Sociedade Civil


99. (...) Assim, o ponto de partida e a verdadeira constituição de qualquer sociedade política não é nada mais que o consentimento de um número qualquer de homens livres, cuja maioria é capaz de se unir e se incorporar em uma tal sociedade. Esta é a única origem possível de todos os governos legais do mundo.

104. Para concluir, temos a razão do nosso lado quando afirmamos que os homens são naturalmente livres, e os exemplos da história mostram que todos os governos do mundo que tiveram uma origem pacífica foram edificados sobre esta base e devem sua existência ao consentimento do povo. (...).

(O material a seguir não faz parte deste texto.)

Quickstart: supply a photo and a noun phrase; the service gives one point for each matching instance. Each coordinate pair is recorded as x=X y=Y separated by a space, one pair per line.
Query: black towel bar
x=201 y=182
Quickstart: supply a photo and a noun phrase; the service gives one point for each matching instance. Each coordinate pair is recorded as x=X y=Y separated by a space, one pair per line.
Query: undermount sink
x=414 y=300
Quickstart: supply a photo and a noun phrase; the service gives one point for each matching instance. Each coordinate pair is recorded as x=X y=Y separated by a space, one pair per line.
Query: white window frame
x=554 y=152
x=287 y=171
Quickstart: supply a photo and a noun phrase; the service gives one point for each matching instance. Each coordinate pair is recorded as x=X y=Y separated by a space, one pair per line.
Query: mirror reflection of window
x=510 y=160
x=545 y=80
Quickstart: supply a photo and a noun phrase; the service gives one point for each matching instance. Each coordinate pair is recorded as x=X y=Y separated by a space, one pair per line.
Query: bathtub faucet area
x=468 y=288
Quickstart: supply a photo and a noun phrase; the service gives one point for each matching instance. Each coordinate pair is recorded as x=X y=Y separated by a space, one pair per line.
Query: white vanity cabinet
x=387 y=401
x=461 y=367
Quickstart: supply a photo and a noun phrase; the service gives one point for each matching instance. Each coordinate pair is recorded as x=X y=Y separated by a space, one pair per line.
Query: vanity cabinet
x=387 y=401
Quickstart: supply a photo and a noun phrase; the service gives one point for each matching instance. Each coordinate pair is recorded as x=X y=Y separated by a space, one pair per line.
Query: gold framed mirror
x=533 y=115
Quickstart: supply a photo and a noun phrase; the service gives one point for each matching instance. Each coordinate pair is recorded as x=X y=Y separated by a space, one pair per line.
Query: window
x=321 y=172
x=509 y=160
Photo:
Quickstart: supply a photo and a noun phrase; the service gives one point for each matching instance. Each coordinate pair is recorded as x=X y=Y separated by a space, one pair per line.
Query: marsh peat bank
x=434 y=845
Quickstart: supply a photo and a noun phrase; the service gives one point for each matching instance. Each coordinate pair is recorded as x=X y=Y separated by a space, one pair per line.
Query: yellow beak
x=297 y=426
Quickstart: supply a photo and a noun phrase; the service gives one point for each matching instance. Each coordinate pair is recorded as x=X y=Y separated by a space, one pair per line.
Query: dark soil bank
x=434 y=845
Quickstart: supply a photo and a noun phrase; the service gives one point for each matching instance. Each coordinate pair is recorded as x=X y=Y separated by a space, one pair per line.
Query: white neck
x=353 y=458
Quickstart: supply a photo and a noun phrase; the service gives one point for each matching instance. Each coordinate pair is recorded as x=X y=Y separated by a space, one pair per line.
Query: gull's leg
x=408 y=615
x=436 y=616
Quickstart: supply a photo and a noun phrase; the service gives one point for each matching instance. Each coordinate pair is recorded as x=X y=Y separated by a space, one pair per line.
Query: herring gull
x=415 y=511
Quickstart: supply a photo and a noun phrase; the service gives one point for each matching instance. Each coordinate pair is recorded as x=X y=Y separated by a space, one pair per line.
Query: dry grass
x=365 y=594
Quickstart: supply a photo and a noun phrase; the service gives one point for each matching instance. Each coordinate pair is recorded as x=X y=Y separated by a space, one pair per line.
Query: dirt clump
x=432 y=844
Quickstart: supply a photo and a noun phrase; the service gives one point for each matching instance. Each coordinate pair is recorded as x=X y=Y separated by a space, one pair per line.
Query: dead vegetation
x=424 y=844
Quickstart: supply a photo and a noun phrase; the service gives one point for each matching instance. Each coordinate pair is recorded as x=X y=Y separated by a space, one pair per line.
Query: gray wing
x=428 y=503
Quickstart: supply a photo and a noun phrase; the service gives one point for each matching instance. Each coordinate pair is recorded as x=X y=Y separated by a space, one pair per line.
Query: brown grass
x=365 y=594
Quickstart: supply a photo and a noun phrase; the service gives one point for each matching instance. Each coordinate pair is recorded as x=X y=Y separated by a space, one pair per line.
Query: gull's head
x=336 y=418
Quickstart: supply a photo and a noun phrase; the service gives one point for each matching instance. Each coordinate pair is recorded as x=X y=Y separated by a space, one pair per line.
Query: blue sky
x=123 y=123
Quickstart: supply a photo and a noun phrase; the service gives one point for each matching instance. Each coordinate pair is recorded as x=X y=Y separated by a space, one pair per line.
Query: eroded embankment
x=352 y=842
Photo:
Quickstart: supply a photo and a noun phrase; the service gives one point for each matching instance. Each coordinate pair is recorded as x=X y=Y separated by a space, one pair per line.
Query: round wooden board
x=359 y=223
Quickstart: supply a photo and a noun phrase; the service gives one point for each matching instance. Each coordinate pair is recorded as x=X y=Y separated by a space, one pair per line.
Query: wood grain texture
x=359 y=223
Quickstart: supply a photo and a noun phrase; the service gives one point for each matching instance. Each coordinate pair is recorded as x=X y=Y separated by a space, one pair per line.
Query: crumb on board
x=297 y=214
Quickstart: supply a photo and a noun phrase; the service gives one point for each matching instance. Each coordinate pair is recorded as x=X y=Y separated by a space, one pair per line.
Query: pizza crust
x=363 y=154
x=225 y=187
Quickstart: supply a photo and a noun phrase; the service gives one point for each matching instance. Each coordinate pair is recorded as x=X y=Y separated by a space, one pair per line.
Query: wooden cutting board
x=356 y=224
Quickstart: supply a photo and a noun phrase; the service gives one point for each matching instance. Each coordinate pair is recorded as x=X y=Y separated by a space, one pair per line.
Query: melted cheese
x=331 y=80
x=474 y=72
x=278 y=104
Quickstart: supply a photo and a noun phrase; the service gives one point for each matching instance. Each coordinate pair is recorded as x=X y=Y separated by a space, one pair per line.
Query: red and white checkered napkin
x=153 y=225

123. (...) ainda que no estado de natureza ele tenha tantos direitos, o gozo deles é muito precário e constantemente exposto às invasões de outros. Todos são tão reis quanto ele, todos são iguais, mas a maior parte não respeita estritamente, nem a igualdade nem a justiça, o que torna o gozo da propriedade que ele possui neste estado muito perigoso e muito inseguro. Isso faz com que ele deseje abandonar esta condição, que, embora livre, está repleta de medos e perigos contínuos; e não é sem razão que ele solicita e deseja se unir em sociedade com outros, que já estão reunidos ou que planeja m se unir, visando a salvaguarda mútua de suas vidas, liberdades e bens, o que designo pelo nome geral de propriedade.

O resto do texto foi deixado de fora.